Most pertinently, the culturally trained revulsion against violence proved a poor safeguard against organized coercion; while civilized manners showed an astounding ability to cohabit, peacefully and harmoniously, with mass murder. The protracted, and often painful, civilizing process failed to erect a single foolproof barrier against the genocide. Those mechanisms needed the civilized code of behaviour to co-ordinate criminal actions in such a way that they seldom clashed with the self-righteousness of the perpetrators. Among the bystanders, the civilized disgust of inhumanity did not prove strong enough to encourage an active resistance to it. Most bystanders reacted as civilized norms advise and prompt us to react to things unsightly and barbaric; they turned their eyes the other way. The few who stood up against cruelty did not have norms or social sanctions to support them and reassure. They were loners, who in justification of their fight against evil could only quote one of their distinguished ancestors: ‘Ich kann nicht anders.’

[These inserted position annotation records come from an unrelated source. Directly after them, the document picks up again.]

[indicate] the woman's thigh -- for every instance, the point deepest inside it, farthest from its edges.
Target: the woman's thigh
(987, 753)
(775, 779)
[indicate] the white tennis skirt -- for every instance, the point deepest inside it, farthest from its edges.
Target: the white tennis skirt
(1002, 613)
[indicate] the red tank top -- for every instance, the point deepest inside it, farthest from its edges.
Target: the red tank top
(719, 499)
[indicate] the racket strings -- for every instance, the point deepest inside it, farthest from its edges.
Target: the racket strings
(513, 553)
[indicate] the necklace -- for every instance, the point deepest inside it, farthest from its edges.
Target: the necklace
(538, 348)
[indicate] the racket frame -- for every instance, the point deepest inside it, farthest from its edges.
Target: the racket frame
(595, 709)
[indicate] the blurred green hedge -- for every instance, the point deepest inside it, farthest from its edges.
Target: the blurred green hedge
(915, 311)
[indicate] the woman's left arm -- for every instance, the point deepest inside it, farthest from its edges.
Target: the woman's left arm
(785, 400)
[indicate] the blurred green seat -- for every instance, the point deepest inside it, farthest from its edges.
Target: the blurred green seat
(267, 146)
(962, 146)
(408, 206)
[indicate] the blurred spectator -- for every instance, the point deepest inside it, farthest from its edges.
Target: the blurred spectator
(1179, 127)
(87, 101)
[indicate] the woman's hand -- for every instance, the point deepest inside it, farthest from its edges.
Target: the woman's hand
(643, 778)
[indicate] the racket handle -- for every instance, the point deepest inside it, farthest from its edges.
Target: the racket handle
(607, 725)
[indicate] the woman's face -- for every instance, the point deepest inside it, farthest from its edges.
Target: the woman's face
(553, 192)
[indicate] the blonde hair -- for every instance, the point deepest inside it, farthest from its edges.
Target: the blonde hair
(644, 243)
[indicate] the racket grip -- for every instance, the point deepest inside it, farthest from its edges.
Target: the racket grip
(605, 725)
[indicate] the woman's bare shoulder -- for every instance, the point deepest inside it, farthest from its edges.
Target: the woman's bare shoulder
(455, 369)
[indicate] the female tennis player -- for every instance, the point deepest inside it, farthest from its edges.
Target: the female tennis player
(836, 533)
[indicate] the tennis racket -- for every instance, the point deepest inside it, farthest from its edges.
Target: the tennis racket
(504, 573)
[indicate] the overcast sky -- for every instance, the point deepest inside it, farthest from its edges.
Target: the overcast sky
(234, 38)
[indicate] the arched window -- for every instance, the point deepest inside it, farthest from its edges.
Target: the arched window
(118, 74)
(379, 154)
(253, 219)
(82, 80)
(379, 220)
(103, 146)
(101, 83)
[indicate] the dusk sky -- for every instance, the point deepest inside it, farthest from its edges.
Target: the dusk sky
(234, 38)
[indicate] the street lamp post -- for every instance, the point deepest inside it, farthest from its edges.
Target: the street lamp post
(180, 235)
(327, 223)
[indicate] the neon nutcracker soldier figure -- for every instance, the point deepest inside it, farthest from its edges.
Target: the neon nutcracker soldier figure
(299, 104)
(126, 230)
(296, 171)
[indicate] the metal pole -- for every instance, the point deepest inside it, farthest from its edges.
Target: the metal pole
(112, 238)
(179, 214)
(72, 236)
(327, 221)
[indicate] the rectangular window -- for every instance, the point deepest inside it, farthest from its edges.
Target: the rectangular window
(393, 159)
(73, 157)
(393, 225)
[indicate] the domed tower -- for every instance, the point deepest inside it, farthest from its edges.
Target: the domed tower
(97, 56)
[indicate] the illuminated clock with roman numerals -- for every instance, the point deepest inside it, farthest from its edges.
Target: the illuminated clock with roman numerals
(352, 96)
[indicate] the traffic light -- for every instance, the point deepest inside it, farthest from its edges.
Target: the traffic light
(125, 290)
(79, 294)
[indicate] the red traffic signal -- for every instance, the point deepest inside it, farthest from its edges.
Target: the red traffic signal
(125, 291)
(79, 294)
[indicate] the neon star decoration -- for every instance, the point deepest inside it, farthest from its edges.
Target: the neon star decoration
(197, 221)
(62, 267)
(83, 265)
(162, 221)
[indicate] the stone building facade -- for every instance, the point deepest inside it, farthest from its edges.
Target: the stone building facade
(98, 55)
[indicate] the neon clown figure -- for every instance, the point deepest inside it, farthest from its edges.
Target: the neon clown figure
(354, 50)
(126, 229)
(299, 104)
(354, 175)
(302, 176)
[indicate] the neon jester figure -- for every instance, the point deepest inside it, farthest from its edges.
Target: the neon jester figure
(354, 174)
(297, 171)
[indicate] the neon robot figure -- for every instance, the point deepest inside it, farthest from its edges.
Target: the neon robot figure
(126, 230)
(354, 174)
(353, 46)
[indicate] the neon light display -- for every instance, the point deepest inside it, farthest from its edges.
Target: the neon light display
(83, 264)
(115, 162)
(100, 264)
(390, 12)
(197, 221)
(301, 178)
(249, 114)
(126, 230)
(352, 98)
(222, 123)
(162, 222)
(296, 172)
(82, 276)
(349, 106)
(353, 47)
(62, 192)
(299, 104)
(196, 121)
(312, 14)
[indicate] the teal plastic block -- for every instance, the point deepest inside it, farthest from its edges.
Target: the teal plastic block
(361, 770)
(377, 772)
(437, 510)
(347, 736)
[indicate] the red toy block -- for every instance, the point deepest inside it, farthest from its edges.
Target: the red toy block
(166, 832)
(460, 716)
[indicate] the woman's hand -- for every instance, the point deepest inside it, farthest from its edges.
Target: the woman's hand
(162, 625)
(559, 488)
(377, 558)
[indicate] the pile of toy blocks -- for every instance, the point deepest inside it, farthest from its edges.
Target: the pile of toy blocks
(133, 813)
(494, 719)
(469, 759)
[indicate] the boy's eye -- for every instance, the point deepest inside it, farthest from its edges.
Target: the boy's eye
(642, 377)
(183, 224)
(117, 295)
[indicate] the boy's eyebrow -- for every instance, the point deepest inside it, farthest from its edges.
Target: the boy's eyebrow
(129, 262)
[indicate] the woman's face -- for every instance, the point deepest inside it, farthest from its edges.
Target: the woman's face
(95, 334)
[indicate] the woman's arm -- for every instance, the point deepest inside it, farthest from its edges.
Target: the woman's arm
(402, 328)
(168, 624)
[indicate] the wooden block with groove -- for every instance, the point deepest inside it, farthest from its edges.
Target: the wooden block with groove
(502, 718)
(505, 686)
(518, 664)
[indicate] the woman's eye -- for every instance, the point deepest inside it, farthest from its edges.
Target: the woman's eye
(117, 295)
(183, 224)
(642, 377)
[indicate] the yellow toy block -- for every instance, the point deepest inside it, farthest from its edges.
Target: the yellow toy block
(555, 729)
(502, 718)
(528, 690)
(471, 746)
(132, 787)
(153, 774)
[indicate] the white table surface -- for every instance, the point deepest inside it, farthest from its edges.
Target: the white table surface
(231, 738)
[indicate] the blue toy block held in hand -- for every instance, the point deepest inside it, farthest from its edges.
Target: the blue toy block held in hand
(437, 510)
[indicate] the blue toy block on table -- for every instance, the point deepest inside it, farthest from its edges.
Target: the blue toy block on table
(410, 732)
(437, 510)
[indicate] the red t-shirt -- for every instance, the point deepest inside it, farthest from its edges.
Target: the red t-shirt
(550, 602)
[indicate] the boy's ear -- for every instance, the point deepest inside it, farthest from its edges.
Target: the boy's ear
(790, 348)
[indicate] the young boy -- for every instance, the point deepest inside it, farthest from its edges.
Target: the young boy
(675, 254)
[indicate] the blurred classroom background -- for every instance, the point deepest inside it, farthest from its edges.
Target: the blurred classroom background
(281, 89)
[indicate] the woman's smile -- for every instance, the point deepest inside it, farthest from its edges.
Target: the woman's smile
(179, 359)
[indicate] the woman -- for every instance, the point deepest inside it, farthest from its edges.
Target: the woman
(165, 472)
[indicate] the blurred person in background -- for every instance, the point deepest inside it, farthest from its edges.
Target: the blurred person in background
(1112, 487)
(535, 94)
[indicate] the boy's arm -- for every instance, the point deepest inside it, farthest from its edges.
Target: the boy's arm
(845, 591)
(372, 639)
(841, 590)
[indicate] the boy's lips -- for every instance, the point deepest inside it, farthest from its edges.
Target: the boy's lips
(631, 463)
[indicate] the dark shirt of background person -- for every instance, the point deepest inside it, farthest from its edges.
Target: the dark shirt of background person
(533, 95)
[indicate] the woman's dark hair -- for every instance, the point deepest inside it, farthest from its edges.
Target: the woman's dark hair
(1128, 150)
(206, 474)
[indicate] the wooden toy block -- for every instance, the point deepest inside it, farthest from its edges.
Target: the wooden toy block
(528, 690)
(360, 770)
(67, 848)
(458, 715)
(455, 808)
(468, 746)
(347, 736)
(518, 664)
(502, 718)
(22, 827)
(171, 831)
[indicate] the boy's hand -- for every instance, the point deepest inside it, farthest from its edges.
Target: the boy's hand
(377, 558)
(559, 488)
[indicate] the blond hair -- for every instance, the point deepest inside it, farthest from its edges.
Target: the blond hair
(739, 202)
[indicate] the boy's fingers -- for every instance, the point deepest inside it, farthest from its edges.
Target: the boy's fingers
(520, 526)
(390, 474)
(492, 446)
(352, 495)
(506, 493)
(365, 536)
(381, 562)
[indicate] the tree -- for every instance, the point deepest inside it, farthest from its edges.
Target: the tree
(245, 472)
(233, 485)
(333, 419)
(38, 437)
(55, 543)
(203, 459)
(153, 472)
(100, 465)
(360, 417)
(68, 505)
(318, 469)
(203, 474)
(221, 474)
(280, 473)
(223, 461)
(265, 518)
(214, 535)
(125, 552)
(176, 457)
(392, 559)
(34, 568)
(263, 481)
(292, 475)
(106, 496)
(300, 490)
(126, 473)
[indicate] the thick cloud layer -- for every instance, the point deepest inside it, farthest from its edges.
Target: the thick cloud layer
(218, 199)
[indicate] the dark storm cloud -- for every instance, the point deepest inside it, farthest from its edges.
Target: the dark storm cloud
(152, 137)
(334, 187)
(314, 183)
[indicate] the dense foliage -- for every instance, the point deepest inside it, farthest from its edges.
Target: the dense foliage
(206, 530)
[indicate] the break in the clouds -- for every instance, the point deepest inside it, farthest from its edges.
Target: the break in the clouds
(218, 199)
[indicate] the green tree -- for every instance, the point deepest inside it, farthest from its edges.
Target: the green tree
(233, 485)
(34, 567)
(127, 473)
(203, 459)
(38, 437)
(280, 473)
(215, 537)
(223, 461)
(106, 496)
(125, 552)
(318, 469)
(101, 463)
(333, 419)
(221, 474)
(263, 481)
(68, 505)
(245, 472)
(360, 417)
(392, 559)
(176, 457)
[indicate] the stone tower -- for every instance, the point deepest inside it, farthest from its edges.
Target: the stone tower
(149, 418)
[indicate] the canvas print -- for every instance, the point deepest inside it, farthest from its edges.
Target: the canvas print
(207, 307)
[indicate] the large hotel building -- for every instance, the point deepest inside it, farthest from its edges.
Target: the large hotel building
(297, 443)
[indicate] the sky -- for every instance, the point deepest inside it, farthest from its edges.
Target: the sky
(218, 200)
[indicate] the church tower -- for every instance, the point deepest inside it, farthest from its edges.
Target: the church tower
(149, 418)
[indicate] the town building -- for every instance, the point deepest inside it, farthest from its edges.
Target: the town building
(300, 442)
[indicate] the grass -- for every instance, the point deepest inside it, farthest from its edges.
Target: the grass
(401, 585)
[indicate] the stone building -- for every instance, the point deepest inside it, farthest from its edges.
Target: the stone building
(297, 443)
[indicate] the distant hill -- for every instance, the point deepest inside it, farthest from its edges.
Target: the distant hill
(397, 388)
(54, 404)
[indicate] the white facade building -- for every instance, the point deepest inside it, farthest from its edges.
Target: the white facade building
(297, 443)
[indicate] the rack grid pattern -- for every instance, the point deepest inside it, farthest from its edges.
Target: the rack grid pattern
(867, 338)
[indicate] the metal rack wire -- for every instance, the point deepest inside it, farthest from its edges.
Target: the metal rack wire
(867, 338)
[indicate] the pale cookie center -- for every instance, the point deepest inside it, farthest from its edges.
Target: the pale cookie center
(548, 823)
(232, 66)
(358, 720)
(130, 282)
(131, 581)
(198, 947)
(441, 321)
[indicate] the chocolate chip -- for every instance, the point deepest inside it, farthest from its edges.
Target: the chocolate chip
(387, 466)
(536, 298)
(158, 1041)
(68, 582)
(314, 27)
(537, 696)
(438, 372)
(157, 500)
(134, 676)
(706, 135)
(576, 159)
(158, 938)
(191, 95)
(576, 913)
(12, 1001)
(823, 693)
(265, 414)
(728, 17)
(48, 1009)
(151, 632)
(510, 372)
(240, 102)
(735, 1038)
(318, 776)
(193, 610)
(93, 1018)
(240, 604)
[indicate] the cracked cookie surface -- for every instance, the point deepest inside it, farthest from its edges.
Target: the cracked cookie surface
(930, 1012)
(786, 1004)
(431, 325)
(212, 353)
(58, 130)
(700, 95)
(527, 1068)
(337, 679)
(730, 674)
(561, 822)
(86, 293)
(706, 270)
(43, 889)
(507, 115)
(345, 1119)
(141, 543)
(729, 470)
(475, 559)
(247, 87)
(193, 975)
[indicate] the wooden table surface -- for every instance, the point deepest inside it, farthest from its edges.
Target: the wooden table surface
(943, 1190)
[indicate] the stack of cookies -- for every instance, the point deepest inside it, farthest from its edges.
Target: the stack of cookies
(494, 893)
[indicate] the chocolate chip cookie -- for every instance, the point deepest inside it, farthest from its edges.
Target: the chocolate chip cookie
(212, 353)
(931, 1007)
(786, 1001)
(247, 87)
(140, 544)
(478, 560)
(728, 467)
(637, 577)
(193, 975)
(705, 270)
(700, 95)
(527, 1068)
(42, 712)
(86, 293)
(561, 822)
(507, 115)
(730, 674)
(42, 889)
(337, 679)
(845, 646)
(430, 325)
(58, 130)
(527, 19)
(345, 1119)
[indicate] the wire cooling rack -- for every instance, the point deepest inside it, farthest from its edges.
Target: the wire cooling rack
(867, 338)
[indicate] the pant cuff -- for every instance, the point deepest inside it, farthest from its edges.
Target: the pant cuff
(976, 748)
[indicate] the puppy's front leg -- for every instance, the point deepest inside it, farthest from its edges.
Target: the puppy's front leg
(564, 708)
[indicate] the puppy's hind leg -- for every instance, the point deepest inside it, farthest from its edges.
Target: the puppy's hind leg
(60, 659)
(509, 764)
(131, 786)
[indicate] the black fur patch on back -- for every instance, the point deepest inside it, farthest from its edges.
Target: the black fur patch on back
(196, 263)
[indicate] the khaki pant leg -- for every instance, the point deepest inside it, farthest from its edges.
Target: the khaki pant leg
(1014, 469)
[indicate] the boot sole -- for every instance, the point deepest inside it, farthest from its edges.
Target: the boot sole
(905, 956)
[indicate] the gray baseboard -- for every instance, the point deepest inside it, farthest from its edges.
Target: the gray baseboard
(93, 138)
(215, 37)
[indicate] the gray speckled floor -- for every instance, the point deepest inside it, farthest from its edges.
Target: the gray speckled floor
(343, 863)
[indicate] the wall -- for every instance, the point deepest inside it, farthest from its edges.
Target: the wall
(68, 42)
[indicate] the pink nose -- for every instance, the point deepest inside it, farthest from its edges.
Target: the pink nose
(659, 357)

In the face of an unsrcupulous team saddling the powerful machine of the modern state with its monopoly of physical violence and coercion, the most vaunted accomplishments of modern civilization failed as safeguards against barbarism. Civilization proved incapable of guaranteeing moral use of the awesome powers it brought into being.


If we ask now what the original sin was which allowed this to happen, the collapse (or non-emergence) of democracy seems to be the most convincing answer. In the absence of traditional authority, the only checks and balances capable of keeping the body politic away from extremities can be supplied by political democracy. The latter is not, however, quick to arrive, and it is slower still to take root once the hold of the old authority and system of control had been broken – particularly if the breaking was done in a hurry. Such situations of interregnum and instability tend to occur during and after deep-reaching revolutions, which succeed in paralysing old seats of social power without as yet replacing them with new ones – and create for this reason a state of affairs in which political and military forces are neither counterbalanced nor restrained by resourceful and influential social ones.

—Zygmunt Bauman, Modernity and the Holocaust, (Cambridge: Polity Press, 1989), 110.


The only post-Marx/Engels Marxist specifically discussed in this book is Antonio Gramsci.

—Eric Hobsbawm, How to Change the World, (London: Little, Brown, 2011), vii.

From time to time I am struck both by the frequency with which Gramsci’s interregnum is referenced in analyses of the post-Bretton Woods world and commentators’ assuming the status of passive curious observers. Only democracy can save civilization from genocidal tyranny; democracy “is not, however, quick to arrive” and there is no democratic project visible that one can enthusiastically move to further. This does not bode well for the likely nature of the interregnum’s conclusion.